Quality Assurance Test of Delivered Dose Uniformity of Multiple-Dose Inhaler and Dry Powder Inhaler Drug Products

The delivered dose uniformity is one of the most critical requirements for dry powder inhaler (DPI) and metered dose inhaler products. In 1999, the Food and Drug Administration (FDA) issued a Draft Guidance entitled Nasal Spray and Inhalation Solution, Suspension, and Spray Drug Products–Chemistry, Manufacturing and Controls Documentation and recommended a two-tier acceptance sampling plan that is a modification of the United States Pharmacopeia (USP) sampling plan of dose content uniformity (USP34<601>). This sampling acceptance plan is also applied to metered dose inhaler (MDI) and DPI drug products in general. The FDA Draft Guidance method is shown to have a near-zero probability of acceptance at the second tier. In 2000, under the request of The International Pharmaceutical Aerosol Consortium, the FDA developed a two-tier sampling acceptance plan based on two one-sided tolerance intervals (TOSTIs) for a small sample. The procedure was presented in the 2005 Advisory Committee Meeting of Pharmaceutical Science and later published in the Journal of Biopharmaceutical Statistics (Tsong et al., 2008). This proposed procedure controls the probability of the product delivering below a pre-specified effective dose and the probability of the product delivering over a pre-specified safety dose. In this article, we further propose an extension of the TOSTI procedure to single-tier procedure with any number of canisters.     

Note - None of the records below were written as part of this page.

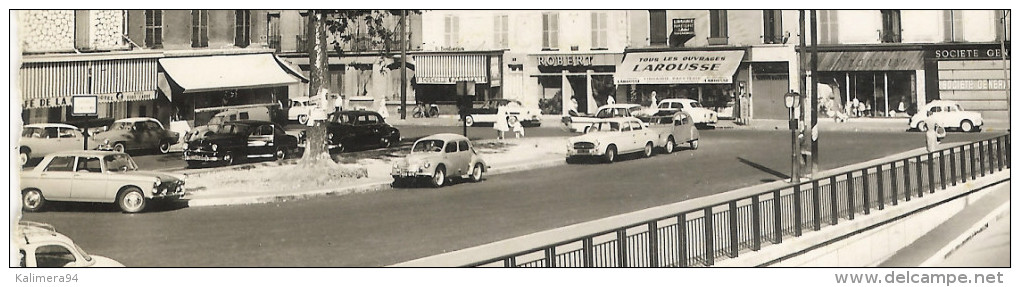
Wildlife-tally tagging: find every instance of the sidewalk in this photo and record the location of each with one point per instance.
(209, 188)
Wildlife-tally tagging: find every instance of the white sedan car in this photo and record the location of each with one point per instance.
(948, 114)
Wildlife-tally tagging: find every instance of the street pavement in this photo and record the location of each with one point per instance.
(396, 225)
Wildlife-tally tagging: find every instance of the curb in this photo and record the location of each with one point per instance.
(365, 187)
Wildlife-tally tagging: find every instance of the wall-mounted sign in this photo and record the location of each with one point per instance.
(85, 105)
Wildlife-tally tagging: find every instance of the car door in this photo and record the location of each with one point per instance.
(260, 140)
(55, 180)
(89, 183)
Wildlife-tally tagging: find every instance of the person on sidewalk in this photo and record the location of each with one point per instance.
(501, 125)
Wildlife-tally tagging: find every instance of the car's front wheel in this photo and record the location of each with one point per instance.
(966, 126)
(476, 173)
(439, 178)
(33, 200)
(132, 200)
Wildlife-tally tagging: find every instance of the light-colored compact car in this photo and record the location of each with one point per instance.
(439, 157)
(92, 176)
(41, 245)
(610, 137)
(701, 115)
(38, 140)
(948, 114)
(137, 134)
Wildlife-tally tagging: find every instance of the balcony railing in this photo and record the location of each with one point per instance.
(705, 235)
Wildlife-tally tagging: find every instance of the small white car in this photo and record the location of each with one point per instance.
(701, 115)
(40, 245)
(948, 114)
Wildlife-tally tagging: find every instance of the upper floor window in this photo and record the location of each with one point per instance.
(657, 27)
(718, 32)
(953, 25)
(600, 30)
(154, 29)
(502, 31)
(242, 28)
(772, 30)
(827, 27)
(451, 32)
(550, 31)
(890, 27)
(200, 29)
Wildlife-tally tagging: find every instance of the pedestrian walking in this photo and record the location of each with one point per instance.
(501, 125)
(516, 127)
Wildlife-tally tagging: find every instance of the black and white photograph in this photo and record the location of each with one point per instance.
(851, 146)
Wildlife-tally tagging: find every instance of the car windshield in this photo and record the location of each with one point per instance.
(121, 126)
(234, 129)
(427, 146)
(119, 162)
(606, 127)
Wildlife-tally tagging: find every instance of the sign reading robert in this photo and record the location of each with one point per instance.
(678, 67)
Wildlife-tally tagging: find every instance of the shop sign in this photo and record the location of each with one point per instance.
(128, 96)
(972, 85)
(969, 52)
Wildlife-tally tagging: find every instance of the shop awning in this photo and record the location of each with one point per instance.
(226, 73)
(678, 67)
(871, 60)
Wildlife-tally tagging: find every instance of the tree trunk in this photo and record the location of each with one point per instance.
(315, 136)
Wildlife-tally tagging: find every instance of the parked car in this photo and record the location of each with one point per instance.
(38, 140)
(948, 114)
(231, 114)
(439, 157)
(702, 116)
(40, 245)
(490, 108)
(92, 176)
(358, 129)
(240, 140)
(608, 138)
(137, 134)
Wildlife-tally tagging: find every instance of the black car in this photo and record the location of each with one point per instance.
(241, 140)
(359, 129)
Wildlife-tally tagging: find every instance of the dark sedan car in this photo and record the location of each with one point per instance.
(359, 129)
(241, 140)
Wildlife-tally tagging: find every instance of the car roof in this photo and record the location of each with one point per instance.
(86, 152)
(50, 125)
(444, 137)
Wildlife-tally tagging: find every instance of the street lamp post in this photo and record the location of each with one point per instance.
(793, 101)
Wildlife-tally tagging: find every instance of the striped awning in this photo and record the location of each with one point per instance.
(51, 84)
(451, 68)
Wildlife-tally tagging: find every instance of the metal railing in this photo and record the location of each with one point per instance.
(700, 237)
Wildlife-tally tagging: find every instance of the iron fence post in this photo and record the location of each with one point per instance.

Stability of prednisone tablets submitted by U.S. hospitals

The stability of prednisone tablets that had been stored in hospitals across the United States was studied. Through a voluntary FDA drug stability program, all hospital pharmacies in the United States were asked in October 1982 to complete a response card indicating information about prednisone tablets they had in stock. Based on the responses, FDA selected 117 samples (representing 18 manufacturers and all available tablet strengths) from pharmacies that represented an adequate cross section of the country. The samples were analyzed for content uniformity, strength, identification, dissolution, and the presence of other steroids. All samples met USP requirements for content uniformity and strength. Four samples failed to meet USP requirements for dissolution. Prednisone tablets appear to be stable when stored under actual marketplace conditions.